No Proven Law Enforcement Benefits
To our knowledge, there is not one, independent, study that has been produced demonstrating any value in serialization. In fact, the enormous costs to implement such a system would draw funds away from proven crime fighting initiatives. Moreover, loopholes exist in the proposal that render it ineffective. These include, but are not limited to, the following:
* To date, home re-loaders are exempt from the plan, thereby offering criminals easy access to unmarked ammunition;
* A round of ammunition can be disassembled, its markings removed, then reassembled;
* A revolver can be used in the commission of a crime, thereby leaving no spent shell casing if it is discharged; and
* Spent shell casings can be collected from target ranges and reloaded (a common practice), thereby effectively masking ownership; and
* Those determined to procure unmarked ammunition will purchase it from out of state or on the black market.
Conclusion
A significant portion of the California legislature has been hostile to the firearms industry. If the serialization proposal is taken up and passed to further an anti-gun agenda, the repercussions will be felt across the country. In the end, it could result in the bankruptcy of the U.S. ammunition industry, the destruction of a critical component of our defense industrial base, force the military and law enforcement to curtail training and become dependent on foreign sources of ammunition, and send the cost of a box of bullets well beyond what most could pay.
|
OK, this is just California trying to enforce their will on the rest of the United States. I for one don't like the idea of being a criminal just because the ammo that I have stored in my closet (that I have had for 10 years) doesn't have a serial number on/in it. That's just crazy.
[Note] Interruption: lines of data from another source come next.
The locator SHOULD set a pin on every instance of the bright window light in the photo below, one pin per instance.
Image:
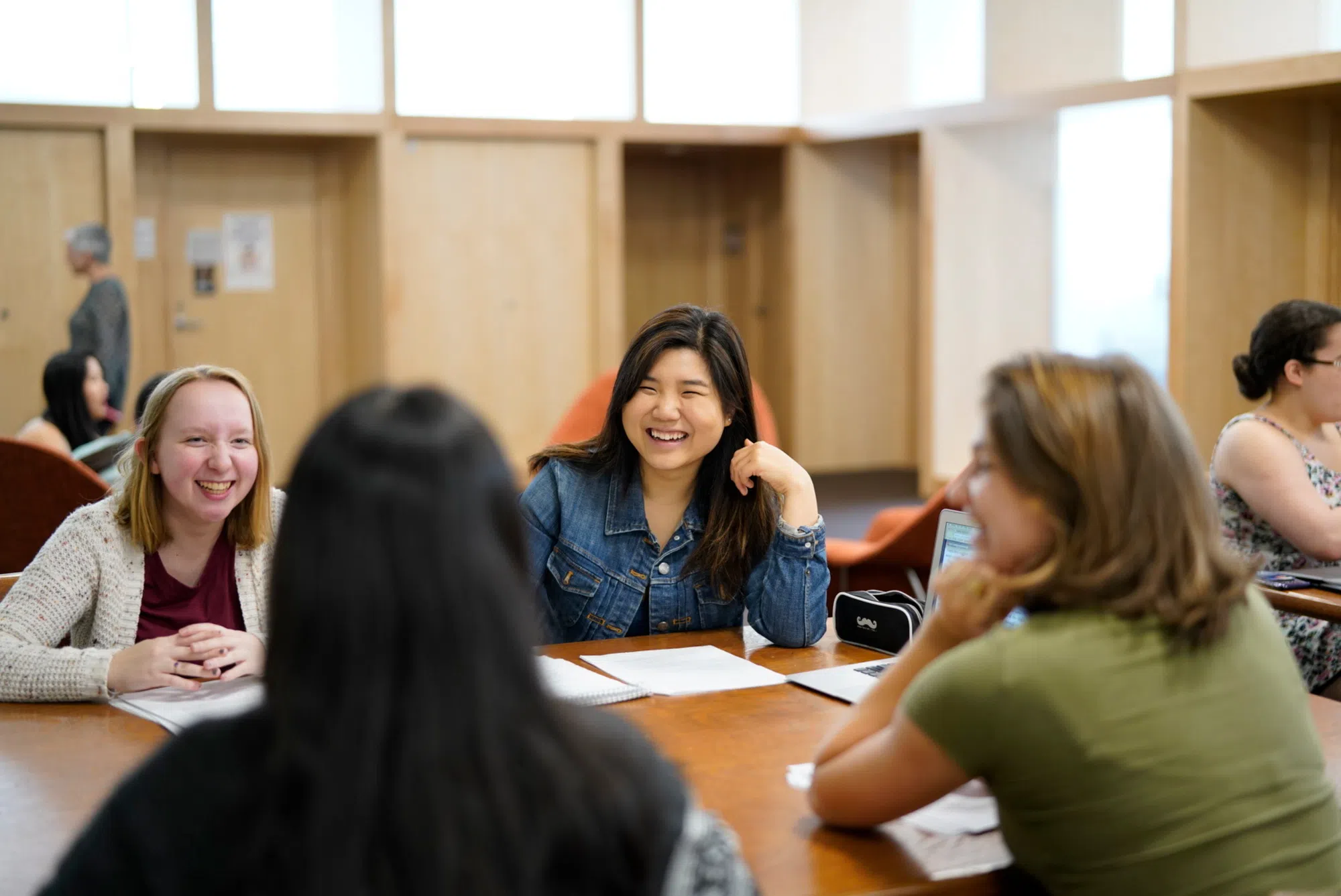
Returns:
(1147, 40)
(516, 60)
(97, 53)
(298, 56)
(947, 52)
(1111, 275)
(722, 62)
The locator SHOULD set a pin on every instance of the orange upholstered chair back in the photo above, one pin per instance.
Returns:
(38, 490)
(587, 416)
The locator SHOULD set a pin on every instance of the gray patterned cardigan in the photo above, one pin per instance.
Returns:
(88, 582)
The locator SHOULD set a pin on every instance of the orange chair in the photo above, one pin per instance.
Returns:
(38, 490)
(587, 416)
(896, 548)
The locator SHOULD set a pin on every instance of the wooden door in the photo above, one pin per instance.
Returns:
(270, 336)
(50, 182)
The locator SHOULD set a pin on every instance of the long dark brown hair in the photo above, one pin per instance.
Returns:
(1111, 459)
(738, 527)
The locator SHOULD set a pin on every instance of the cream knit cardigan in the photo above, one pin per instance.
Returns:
(88, 581)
Also, look at the exemptions, reloaders are exempt. Well now, that just means you buy your brass someplace else, reload then go shoot someone with it. I know, I know, crooks aren't going to take the time to reload their own. But still, they could.
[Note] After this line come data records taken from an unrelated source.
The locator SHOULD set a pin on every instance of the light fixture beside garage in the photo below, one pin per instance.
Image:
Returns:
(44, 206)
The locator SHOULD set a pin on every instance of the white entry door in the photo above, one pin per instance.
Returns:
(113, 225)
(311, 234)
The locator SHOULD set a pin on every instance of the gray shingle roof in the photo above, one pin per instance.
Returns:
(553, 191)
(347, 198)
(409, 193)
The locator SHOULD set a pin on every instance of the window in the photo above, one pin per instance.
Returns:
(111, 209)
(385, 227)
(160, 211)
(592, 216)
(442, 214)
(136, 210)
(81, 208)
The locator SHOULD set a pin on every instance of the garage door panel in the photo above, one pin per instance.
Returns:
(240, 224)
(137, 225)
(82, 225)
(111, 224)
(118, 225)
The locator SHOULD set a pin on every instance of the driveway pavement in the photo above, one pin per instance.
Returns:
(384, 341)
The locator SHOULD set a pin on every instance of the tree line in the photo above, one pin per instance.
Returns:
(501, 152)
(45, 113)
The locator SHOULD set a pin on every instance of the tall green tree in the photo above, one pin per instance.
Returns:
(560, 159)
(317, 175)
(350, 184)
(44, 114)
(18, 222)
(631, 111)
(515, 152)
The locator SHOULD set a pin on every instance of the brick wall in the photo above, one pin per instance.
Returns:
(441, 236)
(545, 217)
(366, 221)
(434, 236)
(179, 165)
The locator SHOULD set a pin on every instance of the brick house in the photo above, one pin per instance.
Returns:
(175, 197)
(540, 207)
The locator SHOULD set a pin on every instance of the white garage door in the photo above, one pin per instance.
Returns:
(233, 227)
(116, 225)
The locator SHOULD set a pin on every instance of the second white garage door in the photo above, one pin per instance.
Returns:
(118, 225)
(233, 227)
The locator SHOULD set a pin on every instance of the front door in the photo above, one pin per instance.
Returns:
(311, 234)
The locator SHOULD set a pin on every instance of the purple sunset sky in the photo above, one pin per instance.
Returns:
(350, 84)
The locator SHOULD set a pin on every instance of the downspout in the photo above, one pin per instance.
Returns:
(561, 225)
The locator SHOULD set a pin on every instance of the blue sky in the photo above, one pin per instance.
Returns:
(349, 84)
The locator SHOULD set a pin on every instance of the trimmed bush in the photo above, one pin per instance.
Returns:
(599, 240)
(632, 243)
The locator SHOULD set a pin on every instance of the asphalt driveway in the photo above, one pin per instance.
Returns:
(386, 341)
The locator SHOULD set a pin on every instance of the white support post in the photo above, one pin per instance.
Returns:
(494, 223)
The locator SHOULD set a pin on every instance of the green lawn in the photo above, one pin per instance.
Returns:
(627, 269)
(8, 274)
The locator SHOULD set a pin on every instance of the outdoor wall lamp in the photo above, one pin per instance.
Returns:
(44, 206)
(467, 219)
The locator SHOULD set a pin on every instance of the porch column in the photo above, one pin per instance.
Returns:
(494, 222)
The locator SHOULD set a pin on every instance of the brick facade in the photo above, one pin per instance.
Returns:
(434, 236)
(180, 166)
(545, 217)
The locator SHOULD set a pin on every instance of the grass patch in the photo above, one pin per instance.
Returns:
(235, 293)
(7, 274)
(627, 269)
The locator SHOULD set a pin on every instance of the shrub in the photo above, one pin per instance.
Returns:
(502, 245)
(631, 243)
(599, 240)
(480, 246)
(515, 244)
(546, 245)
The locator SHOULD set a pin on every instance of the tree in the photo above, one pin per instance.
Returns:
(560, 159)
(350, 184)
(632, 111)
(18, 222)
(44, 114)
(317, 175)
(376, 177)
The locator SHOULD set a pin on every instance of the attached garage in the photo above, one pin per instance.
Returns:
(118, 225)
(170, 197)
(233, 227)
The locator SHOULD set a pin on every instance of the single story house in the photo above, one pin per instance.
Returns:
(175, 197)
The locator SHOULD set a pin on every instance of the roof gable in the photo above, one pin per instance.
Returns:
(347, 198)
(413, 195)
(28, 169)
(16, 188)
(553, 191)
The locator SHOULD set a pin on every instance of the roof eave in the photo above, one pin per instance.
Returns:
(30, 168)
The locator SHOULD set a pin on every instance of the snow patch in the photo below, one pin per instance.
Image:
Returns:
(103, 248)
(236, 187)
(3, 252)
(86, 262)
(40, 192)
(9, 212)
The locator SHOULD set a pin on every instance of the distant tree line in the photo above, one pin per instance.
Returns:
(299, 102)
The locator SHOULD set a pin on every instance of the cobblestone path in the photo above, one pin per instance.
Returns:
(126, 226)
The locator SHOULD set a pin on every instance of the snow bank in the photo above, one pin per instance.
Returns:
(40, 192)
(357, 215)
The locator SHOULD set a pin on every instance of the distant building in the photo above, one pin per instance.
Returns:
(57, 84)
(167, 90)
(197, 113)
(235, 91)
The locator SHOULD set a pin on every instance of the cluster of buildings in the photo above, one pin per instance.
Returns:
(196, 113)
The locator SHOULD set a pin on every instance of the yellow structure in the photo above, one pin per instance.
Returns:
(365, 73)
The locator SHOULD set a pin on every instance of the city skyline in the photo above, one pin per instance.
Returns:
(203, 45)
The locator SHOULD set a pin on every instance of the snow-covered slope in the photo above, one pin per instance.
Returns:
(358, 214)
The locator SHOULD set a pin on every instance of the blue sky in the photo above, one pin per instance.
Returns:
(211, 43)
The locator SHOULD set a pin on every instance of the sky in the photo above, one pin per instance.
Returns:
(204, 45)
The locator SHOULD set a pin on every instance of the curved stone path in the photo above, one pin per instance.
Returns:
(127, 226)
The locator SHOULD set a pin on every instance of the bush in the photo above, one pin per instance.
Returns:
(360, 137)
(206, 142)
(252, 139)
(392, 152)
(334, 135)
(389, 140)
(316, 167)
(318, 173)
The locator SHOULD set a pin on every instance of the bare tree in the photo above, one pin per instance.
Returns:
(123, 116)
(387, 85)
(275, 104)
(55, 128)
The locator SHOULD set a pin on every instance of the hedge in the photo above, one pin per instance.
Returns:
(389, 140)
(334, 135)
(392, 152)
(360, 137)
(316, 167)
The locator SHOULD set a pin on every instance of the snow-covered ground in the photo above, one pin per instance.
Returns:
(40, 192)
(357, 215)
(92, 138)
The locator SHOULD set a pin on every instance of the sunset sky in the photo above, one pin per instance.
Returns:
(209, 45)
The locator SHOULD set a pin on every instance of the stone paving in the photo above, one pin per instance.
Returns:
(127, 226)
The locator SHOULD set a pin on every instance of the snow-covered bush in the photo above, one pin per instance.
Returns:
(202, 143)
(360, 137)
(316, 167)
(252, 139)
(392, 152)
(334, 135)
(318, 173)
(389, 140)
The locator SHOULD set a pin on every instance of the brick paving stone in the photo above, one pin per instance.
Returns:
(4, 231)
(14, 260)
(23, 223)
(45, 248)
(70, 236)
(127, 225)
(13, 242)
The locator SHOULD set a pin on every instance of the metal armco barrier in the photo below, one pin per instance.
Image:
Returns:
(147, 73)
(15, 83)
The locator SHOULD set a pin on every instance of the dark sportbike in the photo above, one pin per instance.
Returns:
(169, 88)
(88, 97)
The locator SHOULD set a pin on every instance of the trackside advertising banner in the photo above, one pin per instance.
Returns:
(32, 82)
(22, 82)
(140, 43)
Can you imagine all the ammunintion companies having to retool to buy one of these laser ingravers. I wonder how much stock Lockyer has in Revensforge. So the consumer is going to have to pay more to fund this, more for the bullets to pay for the retooling, more for the bullet in general because more brass will have to be used in the caseing wall. If you cut a serial number into the wall of the casing, that is going to be a week spot, no matter how small the ingraving.
I see this as to much of a PITA. If this passes, ammo manufacturers should just say fuck it and pull out of Cali.